RCGP Quick guide: Measurement and AnalysisPublished: 10th January 2017
All Quality Improvement work involves both gathering and interpreting data.
Data isn’t always just about numbers and qualitative data (e.g. How stressed people are feeling) can be just as important as quantitative.
In QI work data has 2 defined, but different roles.
Firstly it can tell us what we need to improve, then, once we’ve started to make changes, it can tell us if our efforts are making a difference.
Using Data to tell us what we need to improve:
Externally collected data that lets us benchmark our performance against others can be very useful for this:
- Are we doing as well as the practice down the road at controlling our patient’s blood pressure?
- Is our hypertension prevalence in line with expected for our population, or are we missing opportunities to diagnose?
Much of the data collected about our practices and patients has been extracted from our practice software systems. This allows us to compare our practice performance with others in our area, or nationally.
For example you can find out your practice prevalence for long-term conditions to see how this compares with others to help you decide if you are possibly underdiagnosing and missing an opportunity to prevent progression to vascular disease. There is more detail on where data sources exist available on the RCGP website.

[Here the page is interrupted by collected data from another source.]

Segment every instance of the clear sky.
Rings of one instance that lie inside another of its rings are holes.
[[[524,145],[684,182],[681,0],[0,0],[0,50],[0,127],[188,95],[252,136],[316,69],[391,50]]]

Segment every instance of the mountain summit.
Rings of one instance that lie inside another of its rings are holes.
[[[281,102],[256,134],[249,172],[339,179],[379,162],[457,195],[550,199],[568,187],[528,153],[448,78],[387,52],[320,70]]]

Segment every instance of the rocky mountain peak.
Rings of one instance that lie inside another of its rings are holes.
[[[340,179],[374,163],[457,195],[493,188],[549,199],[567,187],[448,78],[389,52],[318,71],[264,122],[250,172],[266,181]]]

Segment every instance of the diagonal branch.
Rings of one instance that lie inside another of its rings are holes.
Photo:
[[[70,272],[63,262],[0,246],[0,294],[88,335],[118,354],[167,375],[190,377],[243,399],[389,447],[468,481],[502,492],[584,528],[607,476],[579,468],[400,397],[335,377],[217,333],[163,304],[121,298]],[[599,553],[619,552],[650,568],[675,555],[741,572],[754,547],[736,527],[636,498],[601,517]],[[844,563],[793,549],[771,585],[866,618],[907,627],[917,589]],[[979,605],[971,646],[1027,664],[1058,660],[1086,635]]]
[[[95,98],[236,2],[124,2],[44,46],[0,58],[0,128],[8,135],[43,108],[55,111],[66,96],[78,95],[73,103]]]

Analysing benchmarking data requires knowledge of contextual factors, such as list size, deprivation levels in your practice population and the relative age profile. Without this understanding, data about your practice can easily be misinterpreted as apparent poorer performance which is just be normal variation, or reflect the challenges of your practice demographic. When benchmarking data is presented in order to compare practices it is important that appropriate statistical tools are used to identify true outliers before conclusions are drawn.
Gathering data ‘in house’ to try to work out how best to tackle a problem such as workload can be very useful.
For example if the reception staff are feeling the pressure of constant phone calls to the practice, they could create a tally chart by each phone to gather data about the reasons for each phone call.
The image below shows an example of a tally chart
The data gathered can then be organised according to how frequently the issue occurs and arranged in a bar chart from ‘most frequent’ to ‘least frequent’. This is called a Pareto chart.
The image below shows an example of a Pareto chart
This chart helps the practice team to focus their efforts on the issues that seem to be the most important or wasteful. In the example shown the practice decided to focus on the number of patients who were phoning to check their prescription is ready.
The image below shows how we can use data to see if we’re making a difference
QI projects need to include some kind of measurement to see if your improvements are resulting in better care for patients.
This kind of data needs to be ‘real time’ and is best gathered at the practice level, rather than waiting for externally collected data to be published, as there is usually a significant time delay.
If your project is to improve diabetes control then you might do a monthly measure of how many patients are to ‘target’.
If your project is to improve detection of a long term conditions then you may want to create a graph of the practice prevalence of the condition against time to see if your interventions are helping this to increase.
Analysing variable data
Some data you might collect could be subject to a pattern of variation that makes it difficult to tell if you have made improvements. If your project is to reduce the length of time patients spend waiting to be seen, then it would be normal for this to vary from day to day due to circumstances. If your data is likely to be variable, then you will need to develop an understanding of the normal variation so that you can see if your QI project has generated improvements.
Run charts are one way of presenting data to help differentiate between a changes produced by chance (random variation) and special cause (non-random).
SPC charts are similar to run charts but include control lines so you can tell if your performance has varied significantly from the normal range.
Displaying your data
Visual displays of data can be very powerful when trying to engage colleagues with your improvements. When presenting data to colleagues to bring about change it needs to be presented in a format that allows easy analysis. A table filled with many results may not achieve this aim, but large colourful line graphs displayed in a prominent place can remind everyone of the project and keep people working towards the improvements.